Ja, genau: man sagt auch: Rache ist süß. Oktober. Es ist mal wieder Oktober. Die Zeitrechnung der Menschen, jedenfalls der in unserer Gegend, schreibt das Jahr 2012. Vor zwölf Jahren wollte ich in Australien sein und Kängurus züchten. Australien war in Jugendjahren mein Lieblingsauswanderungsland. Beuteltiere faszinieren doch irgendwie, oder nicht? Wir hatten damals in den Siebzigern Angst vor einem Atomkrieg, und darum träumten mein Jugendfreund Peter und ich, dass wir, bevor es dazu käme, so weit weg wie möglich sein sollten. Wir spielten Schach auf seinem Bett und hörten Black Sabbath. Meistens gewann Peter. Er machte eine Banklehre und ist inzwischen Filialleiter. Wir verloren uns aus den Augen. Ich stelle ihn mir als Familienvater vor. Klar, würde ich ihn wiedererkennen. Eines Tages werde ich ihn wiedertreffen wie all die anderen. Genau – in der Welt ohne Vergangenheit und Zukunft. Nach dem Atomkrieg. Wie auch immer. Keine Spur verweht. Das Universum ist ein Mega-Gedächtnis. Und wir sind nichts als Kondenstropfen an seiner Peripherie. Peter und ich spielten im Sommer gern Minigolf und aßen Cola-Eis. Auch im Minigolf war er meist besser als ich. Ich weiß nicht, was uns verband. Wahrscheinlich war es Black Sabbath. Außerdem gewöhnt man sich an Freunde. Man braucht sie. Warum Liebe bitter ist? …
Weil sie so furchtbar schön ist. Alles was schön ist, wird bitter. Wenn ich z.B. in den Sternenhimmel schaue, muss ich manchmal weinen. Vor allem, wenn ich dabei an die Liebe denke. Als wäre die Welt wie ein Wattebausch durchdränkt von Liebe. Das ist freilich nur Einbildung. Das Universum lässt allerlei Platz für Einbildungen. Geld ist ein Beispiel dafür, wie sich Einbildung materialisiert.
Peter erkannte den Nutzen, den man daraus ableiten kann, und machte darum eine Banklehre. Für mich dagegen blieb Geld immer nur Mittel zum Zweck. Sozusagen ein notwendiges Übel. Davon gibt es eine ganze Menge: Autos, Politiker, Kondome, Finanzämter, Schweinefleisch aus Massentierhaltung etc.
Wenn ich einem Menschen in die Augen schaue, wohin schaue ich da eigentlich? Bei manchen Menschen, wie z.B. meine Chefin im Altenheim, traue ich mich gar nicht genau hinzusehen.

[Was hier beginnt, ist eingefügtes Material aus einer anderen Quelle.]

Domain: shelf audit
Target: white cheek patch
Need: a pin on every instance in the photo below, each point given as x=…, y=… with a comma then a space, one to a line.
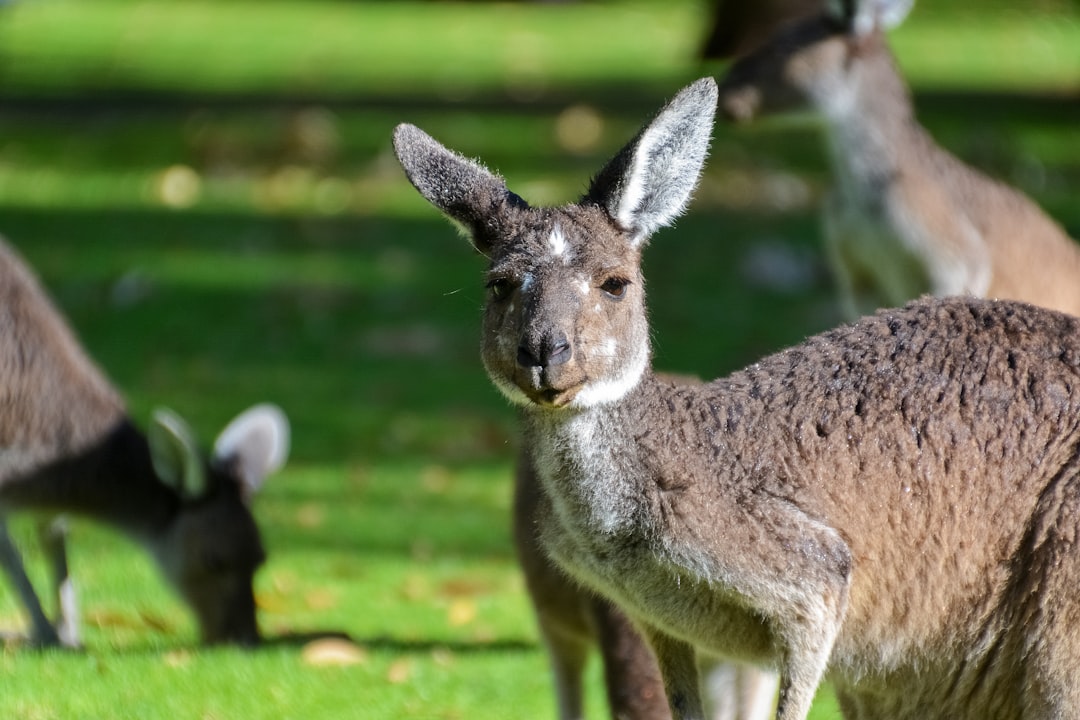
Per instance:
x=607, y=349
x=611, y=390
x=557, y=244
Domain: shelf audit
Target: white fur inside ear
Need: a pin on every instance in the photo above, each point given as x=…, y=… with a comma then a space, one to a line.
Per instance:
x=256, y=443
x=883, y=14
x=665, y=162
x=175, y=453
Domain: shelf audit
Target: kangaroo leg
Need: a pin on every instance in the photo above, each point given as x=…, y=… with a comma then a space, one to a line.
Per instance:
x=678, y=666
x=567, y=653
x=740, y=692
x=42, y=632
x=54, y=540
x=634, y=687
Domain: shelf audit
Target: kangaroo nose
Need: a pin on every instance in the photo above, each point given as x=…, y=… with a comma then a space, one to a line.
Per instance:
x=553, y=350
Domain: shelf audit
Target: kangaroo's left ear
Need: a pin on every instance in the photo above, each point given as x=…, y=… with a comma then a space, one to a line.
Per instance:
x=254, y=445
x=649, y=182
x=175, y=454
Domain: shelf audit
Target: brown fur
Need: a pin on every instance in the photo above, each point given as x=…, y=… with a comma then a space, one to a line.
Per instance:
x=67, y=446
x=891, y=504
x=905, y=217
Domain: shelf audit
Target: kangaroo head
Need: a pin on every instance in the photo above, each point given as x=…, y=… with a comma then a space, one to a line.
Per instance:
x=565, y=322
x=809, y=64
x=211, y=551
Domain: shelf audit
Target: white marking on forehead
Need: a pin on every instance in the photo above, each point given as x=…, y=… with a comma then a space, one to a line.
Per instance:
x=557, y=243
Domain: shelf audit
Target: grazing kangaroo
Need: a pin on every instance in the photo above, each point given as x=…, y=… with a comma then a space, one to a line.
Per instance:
x=892, y=504
x=905, y=217
x=67, y=445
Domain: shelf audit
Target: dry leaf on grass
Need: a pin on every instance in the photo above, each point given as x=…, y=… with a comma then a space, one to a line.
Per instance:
x=399, y=671
x=333, y=651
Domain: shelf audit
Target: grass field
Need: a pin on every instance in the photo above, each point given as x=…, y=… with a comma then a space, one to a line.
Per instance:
x=207, y=190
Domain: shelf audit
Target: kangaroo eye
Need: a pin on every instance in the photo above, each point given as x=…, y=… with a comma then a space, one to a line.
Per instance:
x=500, y=288
x=615, y=287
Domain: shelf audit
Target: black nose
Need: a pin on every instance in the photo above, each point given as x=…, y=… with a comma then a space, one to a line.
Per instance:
x=552, y=350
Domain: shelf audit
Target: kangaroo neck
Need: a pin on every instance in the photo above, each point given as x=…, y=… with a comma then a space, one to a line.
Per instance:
x=589, y=460
x=872, y=127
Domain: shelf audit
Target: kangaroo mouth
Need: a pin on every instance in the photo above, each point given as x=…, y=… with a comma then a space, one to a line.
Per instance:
x=556, y=398
x=551, y=392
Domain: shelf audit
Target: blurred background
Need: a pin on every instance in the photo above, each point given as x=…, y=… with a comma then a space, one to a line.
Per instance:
x=207, y=189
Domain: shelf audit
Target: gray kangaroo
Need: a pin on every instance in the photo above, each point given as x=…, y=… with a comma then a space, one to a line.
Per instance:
x=905, y=217
x=892, y=504
x=69, y=447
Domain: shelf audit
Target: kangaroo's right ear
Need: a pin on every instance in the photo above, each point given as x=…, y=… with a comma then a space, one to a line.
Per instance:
x=649, y=182
x=175, y=454
x=863, y=16
x=462, y=189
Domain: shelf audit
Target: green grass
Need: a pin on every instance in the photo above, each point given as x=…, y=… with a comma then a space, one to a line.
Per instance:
x=208, y=192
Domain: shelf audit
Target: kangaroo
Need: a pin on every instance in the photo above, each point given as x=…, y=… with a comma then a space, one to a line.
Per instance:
x=68, y=446
x=905, y=217
x=891, y=504
x=572, y=621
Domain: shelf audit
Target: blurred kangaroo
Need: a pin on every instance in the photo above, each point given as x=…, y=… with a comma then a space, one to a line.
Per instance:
x=905, y=217
x=67, y=446
x=892, y=505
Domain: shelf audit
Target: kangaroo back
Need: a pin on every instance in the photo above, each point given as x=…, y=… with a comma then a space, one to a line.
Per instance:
x=905, y=217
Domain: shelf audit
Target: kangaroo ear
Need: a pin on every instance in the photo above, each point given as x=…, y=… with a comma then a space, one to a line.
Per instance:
x=649, y=182
x=462, y=189
x=175, y=454
x=254, y=445
x=864, y=16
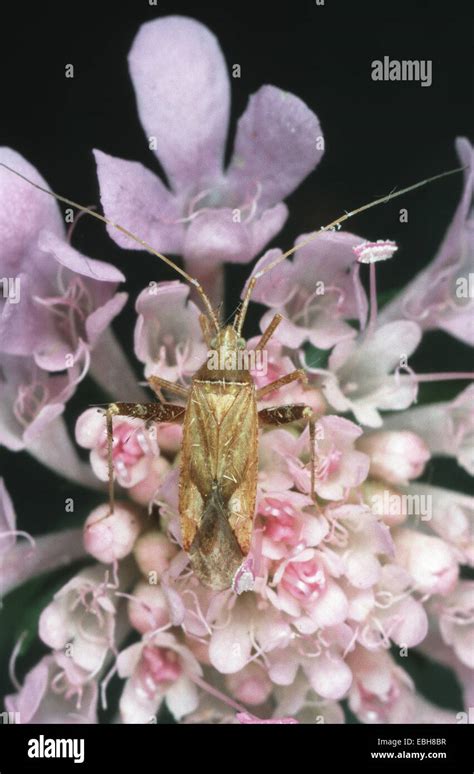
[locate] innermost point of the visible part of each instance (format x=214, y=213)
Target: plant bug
x=219, y=460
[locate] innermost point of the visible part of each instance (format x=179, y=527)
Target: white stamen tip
x=244, y=579
x=371, y=252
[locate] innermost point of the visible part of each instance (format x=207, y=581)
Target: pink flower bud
x=144, y=491
x=430, y=561
x=153, y=552
x=108, y=537
x=148, y=610
x=396, y=457
x=385, y=502
x=250, y=686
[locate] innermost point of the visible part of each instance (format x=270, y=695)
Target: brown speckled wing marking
x=219, y=450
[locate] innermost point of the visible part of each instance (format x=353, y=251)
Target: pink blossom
x=251, y=685
x=132, y=447
x=315, y=293
x=183, y=98
x=168, y=338
x=429, y=560
x=154, y=552
x=157, y=669
x=148, y=608
x=457, y=621
x=395, y=457
x=446, y=428
x=439, y=295
x=55, y=691
x=21, y=561
x=111, y=536
x=363, y=376
x=450, y=515
x=67, y=299
x=82, y=616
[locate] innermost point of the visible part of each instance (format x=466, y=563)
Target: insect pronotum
x=219, y=460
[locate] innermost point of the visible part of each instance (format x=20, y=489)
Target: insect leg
x=283, y=415
x=269, y=331
x=157, y=412
x=298, y=375
x=157, y=384
x=205, y=328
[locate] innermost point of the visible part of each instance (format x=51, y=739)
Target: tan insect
x=219, y=459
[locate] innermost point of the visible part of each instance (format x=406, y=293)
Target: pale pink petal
x=278, y=143
x=330, y=676
x=182, y=87
x=136, y=199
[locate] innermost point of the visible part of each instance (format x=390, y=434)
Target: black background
x=378, y=136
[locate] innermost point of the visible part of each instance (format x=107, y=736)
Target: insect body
x=219, y=459
x=218, y=479
x=218, y=476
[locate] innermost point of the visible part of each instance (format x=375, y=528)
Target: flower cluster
x=344, y=582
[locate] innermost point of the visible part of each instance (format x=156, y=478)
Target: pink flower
x=82, y=616
x=315, y=292
x=148, y=608
x=55, y=691
x=381, y=691
x=67, y=299
x=450, y=514
x=132, y=449
x=251, y=685
x=356, y=540
x=429, y=560
x=157, y=669
x=109, y=537
x=439, y=295
x=21, y=561
x=457, y=622
x=360, y=377
x=446, y=428
x=168, y=338
x=183, y=95
x=395, y=457
x=306, y=591
x=153, y=552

Es ist äußerst unangenehm. Ich kann es schwer beschreiben – es ist ein großer Unmut. Auch Abscheu. Ich habe dann Angst, zu viel zu sehen. Als würde ich in diese Person eindringen …
Könnte ich es ertragen, in meine eigenen Augen zu schauen? Ich meine, nicht so oberflächlich wie beim Rasieren vorm Spiegel.
Wahnsinn.

Lange-Weile - 07. Okt. 12, 16:23

wieder mal ein Spichwort

Gegensätze ziehen sich an und doch liegen sie eng beieinander
wie zb.
Liebe und Hass oder
Genie und Wahnsinn.

Warscheinlich sind die Grenzen zwischen ihnen diffus und man bekommt den Wechsel ganr nicht mit.

Wie schnell kann aus Liebe Hass werden und vielleicht gleitet das Genie schneller in den Wahnsinn ab, als man denkt.

Der Mensch hat eine große Palette von Möglichkeiten, auf denen er sich positionieren kann. Ob die Augen den wahren Platz verraten, wage ich zu bezweifeln, egal wie tief man sieht. Und dann stellt sich die Frage, die du dir auch stellst, will man das überhaupt wissen? Vielleicht werden einige von Ihnen vor unseren Augen zu Monstern ;-)

LG LaWe

bonanzaMARGOT - 07. Okt. 12, 16:31

gegensätze ziehen sich deswegen an, weil sie sich bedingen.
es gibt nun mal keinen berg ohne ein tal. und umgekehrt. wie wir tal und berg allerdings werten, das obliegt unserem geist.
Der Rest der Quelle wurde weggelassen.